Rep. Rangel explains his motivations for reinstating the draft:
"There’s no question in my mind that this president and this administration would never have invaded Iraq, especially on the flimsy evidence that was presented to the Congress, if indeed we had a draft and members of Congress and the administration thought that their kids from their communities would be placed in harm’s way," said Rangel, a Korean War veteran. "If we’re going to challenge Iran and challenge North Korea and then, as some people have asked, to send more troops to Iraq, we can’t do that without a draft."
And, given the following, Rep. Rangel is clearly on to something:
With Rep. Charlie Rangel (D-NY) “calling for resuming the draft to spread the burden of military service across society,” the Atlanta Journal Constitution notes that Congress itself illustrates the same gap.
“Only about 10 percent of the members elected to Congress for the first time this year are military veterans, according to a survey by the Military Officers Association of America. In all, only about one in four members of the new Congress will have served in the military — down from half in 1991 and three-quarters a decade earlier.”
The decline in military experience among members of Congress reflects the fading of the World War II generation — where most of the men served — and the decades that have passed since the end of the Vietnam War and the nation’s last military draft.
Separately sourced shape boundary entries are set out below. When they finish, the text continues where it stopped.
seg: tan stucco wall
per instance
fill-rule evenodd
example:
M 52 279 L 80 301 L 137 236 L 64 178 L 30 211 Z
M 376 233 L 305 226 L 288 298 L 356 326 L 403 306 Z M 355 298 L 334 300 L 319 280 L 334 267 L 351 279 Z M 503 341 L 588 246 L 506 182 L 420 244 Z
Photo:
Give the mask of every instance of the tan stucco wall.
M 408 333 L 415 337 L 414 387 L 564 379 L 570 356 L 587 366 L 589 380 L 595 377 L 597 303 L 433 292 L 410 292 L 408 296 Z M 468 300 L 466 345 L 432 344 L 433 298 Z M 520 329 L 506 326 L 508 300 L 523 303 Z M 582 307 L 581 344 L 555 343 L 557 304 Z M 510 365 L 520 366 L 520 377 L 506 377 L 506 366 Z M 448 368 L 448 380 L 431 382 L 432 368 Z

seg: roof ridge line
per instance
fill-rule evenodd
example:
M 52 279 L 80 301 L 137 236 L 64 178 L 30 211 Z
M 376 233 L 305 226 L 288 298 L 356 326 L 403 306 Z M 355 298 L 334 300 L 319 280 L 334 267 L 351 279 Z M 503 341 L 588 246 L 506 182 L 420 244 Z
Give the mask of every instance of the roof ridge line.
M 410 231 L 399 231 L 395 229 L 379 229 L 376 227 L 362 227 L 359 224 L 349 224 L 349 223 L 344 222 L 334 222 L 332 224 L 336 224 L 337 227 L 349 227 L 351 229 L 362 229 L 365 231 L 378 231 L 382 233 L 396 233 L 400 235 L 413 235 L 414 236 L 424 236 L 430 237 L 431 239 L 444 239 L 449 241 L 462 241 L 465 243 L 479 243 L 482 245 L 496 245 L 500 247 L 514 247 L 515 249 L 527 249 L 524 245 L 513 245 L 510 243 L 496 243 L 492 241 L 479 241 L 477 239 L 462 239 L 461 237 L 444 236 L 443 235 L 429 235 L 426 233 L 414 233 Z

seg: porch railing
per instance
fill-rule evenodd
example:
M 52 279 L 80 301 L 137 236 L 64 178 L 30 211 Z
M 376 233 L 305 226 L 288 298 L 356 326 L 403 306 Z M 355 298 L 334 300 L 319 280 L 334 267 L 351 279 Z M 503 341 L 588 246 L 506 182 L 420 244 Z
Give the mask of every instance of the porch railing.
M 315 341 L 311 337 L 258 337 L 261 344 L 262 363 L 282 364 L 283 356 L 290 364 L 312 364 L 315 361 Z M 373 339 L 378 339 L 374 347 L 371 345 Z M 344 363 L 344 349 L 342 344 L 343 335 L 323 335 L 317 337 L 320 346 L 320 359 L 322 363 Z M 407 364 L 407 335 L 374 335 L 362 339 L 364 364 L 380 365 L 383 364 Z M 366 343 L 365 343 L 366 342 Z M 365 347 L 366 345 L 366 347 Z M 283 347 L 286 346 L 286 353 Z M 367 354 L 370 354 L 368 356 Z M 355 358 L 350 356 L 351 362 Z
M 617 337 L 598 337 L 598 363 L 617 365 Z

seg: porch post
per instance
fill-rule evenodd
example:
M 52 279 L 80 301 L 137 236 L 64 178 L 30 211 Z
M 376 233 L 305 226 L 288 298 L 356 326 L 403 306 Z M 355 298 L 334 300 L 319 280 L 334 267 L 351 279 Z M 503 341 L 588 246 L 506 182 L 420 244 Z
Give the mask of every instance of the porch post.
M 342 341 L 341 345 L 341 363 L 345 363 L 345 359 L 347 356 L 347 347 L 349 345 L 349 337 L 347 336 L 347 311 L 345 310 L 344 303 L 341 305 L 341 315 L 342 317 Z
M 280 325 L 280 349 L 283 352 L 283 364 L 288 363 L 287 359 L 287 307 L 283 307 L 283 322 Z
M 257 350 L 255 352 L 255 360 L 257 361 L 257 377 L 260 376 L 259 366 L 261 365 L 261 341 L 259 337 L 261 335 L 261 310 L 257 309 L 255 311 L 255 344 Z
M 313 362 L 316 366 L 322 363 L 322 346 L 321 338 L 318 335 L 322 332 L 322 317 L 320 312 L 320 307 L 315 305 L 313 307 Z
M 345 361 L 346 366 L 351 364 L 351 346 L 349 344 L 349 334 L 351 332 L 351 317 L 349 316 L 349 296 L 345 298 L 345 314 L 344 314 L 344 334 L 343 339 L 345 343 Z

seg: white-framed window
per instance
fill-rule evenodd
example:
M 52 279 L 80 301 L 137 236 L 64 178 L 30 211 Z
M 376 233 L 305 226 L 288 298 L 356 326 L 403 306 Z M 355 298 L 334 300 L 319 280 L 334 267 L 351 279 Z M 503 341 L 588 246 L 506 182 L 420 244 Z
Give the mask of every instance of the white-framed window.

“The number of veterans in the House peaked in 1977-78, when about 80 percent of the members had military experience, said Strobridge. The peak in the Senate was in 1983-84, when 75 percent were veterans.”
As I mention at the start, all this talk about the draft has gotten a lot of people around the blogsphere chatting about the topic, its consequences and how we can address the current lack of service inequalities illustrated by the paragraphs quoted above.
A diarist over at DailyKos.com suggest that we should reinstate the draft, along with a slew of "public service corps" for those that don’t want to serve in the military.
If there’s a draft I would ONLY support it if everyone had to serve in the military in some capacity. I would not support the draft if draftees could serve their time in one of the "service corps" that the DailyKos diarists suggests; because the mechanism that the diarists suggests opens the door to abuse by those that wish to dodge serving during a time of war and, too, the "service corps" alternative offers a way for politicians to skirt the political consequences of an aggressive foreign military policy (just like we have now, where the consequences of foreign wars are not widely felt across our country nor by the political elite because they don’t have "skin in the game").
Of course, there are those that would object to serving in the military because of religious or other moral reasons, and for those individuals there would be an option to serve in a non-combat role within the military. But the point, though, is that everyone would wear the uniform and be exposed to the sort of discomforts that come with serving in the military — which, quite simply, are not the same sort of discomforts that one is exposed to in any other type of organization.
Of course, having everyone serve in the military would create a large and ready resource available to tackle some of our ongoing domestic concerns. Consequently, a peace time military with a large number of draftees could be used at home to do many of the things that the DialyKos diarists suggest: clean up and rebuild our crumbling cities and towns; work with patients in rural areas with poor medical service; work with conservation issues; etc. My point is that the draft is only fair if everyone is obligated to serve through the military; otherwise we will not be addressing the very problem that the current "draft reinstatement" discussion seeks to address, that is: making sure that our military is used more responsibly by our political elite by ensuring that the costs of not doing so are felt widely by the American public.